Los más prestigiosos historiadores siguen manteniendo que no está debidamente acreditado que los restos que se veneran en la cripta de la catedral compostelana sean los del apóstol Santiago. Lutero sostenía, con desdén, que esos huesos ni siquiera eran humanos y podían pertenecer a un perro o a un caballo. Mientras, los heterodoxos aventuraban que quien está allí enterrado es el hereje Prisciliano, para ellos muy venerable. En el fondo, y a efectos prácticos, estamos ante un enigma intrascendente. Cada cual que crea lo que quiera.

Sea la tumba del hijo del Zebedeo una pura invención de la mitología cristiana o una tradición de origen más que dudoso, el caso es que desde hace muchos siglos ese hito atrae hasta los confines del Finisterre ibérico a gentes de toda clase y condición, que, solos o en compañía de otros, se echan a los caminos por las diversas razones, o simplemente buscándose a sí mismos, a través de una experiencia única, que marca un hito en sus vidas. La mayoría peregrinan más de una vez y en cada ocasión lo viven de un modo diferente y asumen que quienes cambian son ellos, no la senda que les trae al corazón de Galicia.

Viendo el aluvión humano que estos días ha generado un auténtico overbooking en los distintos caminos que conducen a Compostela, uno llega a la conclusión de que si Santiago no existiera habría que inventarlo. Porque se necesita. A decir de los filósofos, vivimos un tiempo convulso, que formula al hombre de hoy interrogantes para los que su rutina cotidiana no encuentra respuestas. Y por eso las busca en las certezas que otros fabricaron antes sobre cosas increíbles, o en fabulaciones que siente más suyas cuanto más desafían a la razón.

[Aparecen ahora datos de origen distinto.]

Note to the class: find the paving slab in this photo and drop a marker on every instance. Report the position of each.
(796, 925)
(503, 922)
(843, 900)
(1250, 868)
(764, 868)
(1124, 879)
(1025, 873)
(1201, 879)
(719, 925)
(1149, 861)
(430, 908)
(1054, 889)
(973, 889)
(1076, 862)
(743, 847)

Sobre el fenómeno jacobeo, y aprovechando la conmemoración del Año Santo, que se repite regularmente, allá por los años 90 Fraga y Portomeñe inventaron el Xacobeo. Lo concibieron como un medio para revitalizar el Camino de Santiago (algo de lo que Don Manuel ya se había ocupado cuando fue ministro), pero sobre todo y principalmente como reclamo para atraer a Galicia a millones de personas cada vez que, como hoy, el 25 de julio coincida en domingo.

El Xacobeo como producto turístico, como acontecimiento lúdico y cultural, acabó por imponerse sobre la tradición milenaria de la ruta jacobea y del culto al Apóstol, sobre el aspecto religioso y humanístico. Tan es así, que a día de hoy los gobernantes gallegos, incluso los más descreídos, se encomiendan al poder de convocatoria de la tumba de Santiago y le atribuyen poderes taumatúrgicos capaces de operar el milagro de que, en medio de una crisis tan severa como la que padecemos, la economía de Galicia crezca, aunque sea sólo unas décimas, mientras el resto de España sigue sumido en la recesión.

A estas alturas, Galicia -que para algunos también es una invención- no se entiende sin el mito de Santiago, pero tampoco sin el rito pagano del Xacobeo. Será por eso que este país celebra su día grande, la jornada de afirmación de su realidad diferencial, coincidiendo con la festividad del Apóstol (su patrón espiritual, porque el laico es Castelao) y con el momento culminante de la fiesta jolgorio en que sustancia la programación xacobea.

Tanto dentro como fuera de España, a Galicia se la identifica con Santiago y con la convocatoria jacobea de cada cuatro, seis o once años. Son sus distintivos, sus emblemas, sus elementos identitarios, los atributos de una marca que gana enteros cada Año Santo. Y sin necesidad siquiera de que el Xacobeo como tal sea un éxito.